An employer must provide an injured employee with reasonable medical care for a reasonable time after a work-related injury. I.C. § 72-432(1). Therefore, an employee is entitled to continuing medical care when such care is reasonable and prescribed by a physician. Such medical care is reasonable when: “(1) the claimant made gradual improvement from the treatment received; (2) the treatment was required by the claimant’s physician; and (3) the treatment received was within the physician’s standard of practice and the charges for the treatment were fair, reasonable, and similar to charges in the same profession.” Jarvis, 136 Idaho at 585, 38 P.3d at 623 (citations omitted).

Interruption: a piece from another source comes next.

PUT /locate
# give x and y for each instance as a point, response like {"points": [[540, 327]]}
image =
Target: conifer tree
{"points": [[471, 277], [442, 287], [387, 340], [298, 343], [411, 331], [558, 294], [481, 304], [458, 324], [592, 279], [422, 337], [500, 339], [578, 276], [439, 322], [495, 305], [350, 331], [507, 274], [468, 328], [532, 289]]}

Magee argues that he is entitled to receive continuing medical care, including further pain medication. It is not necessary for us to fully address this issue. In its order, the Commission did not specifically address further medical care or pain medication; rather, the Commission addressed whether further Colchicine injections and Prolo therapy were reasonable. It found that they were not. While the language in the Commission’s order is broader than warranted by the record, it is fairly clear that the Commission was just addressing the lack of continuing necessity for these treatments. As Magee conceded during oral argument, there was substantial evidence to support the Commission’s finding that Colchicine injections and Prolo therapy were no longer necessary. This Court need not address the reasonableness of other future medical care.3

V.

We affirm the Commission’s conclusions that Magee has 20% permanent disability, that he was not totally and permanently disabled, that he did not fall within the odd-lot category, and that he is not entitled to payment for further Colchicine injections or Pro-lo therapy. No costs or attorney fees.

Chief Justice SCHROEDER and Justices TROUT, EISMANN and BURDICK concur.

. The Commission did not make a finding on the number of days Magee worked. Magee testified that he worked for 4-5 days but a Thompson Creek manager testified that Magee only worked one day.

. Magee testified that, after taking numerous pain pills in one day, he "step[ped] out” and almost got hit by a truck.

. Both parties acknowledged at oral argument that Thompson Creek is voluntarily paying for medical care, including pain medication.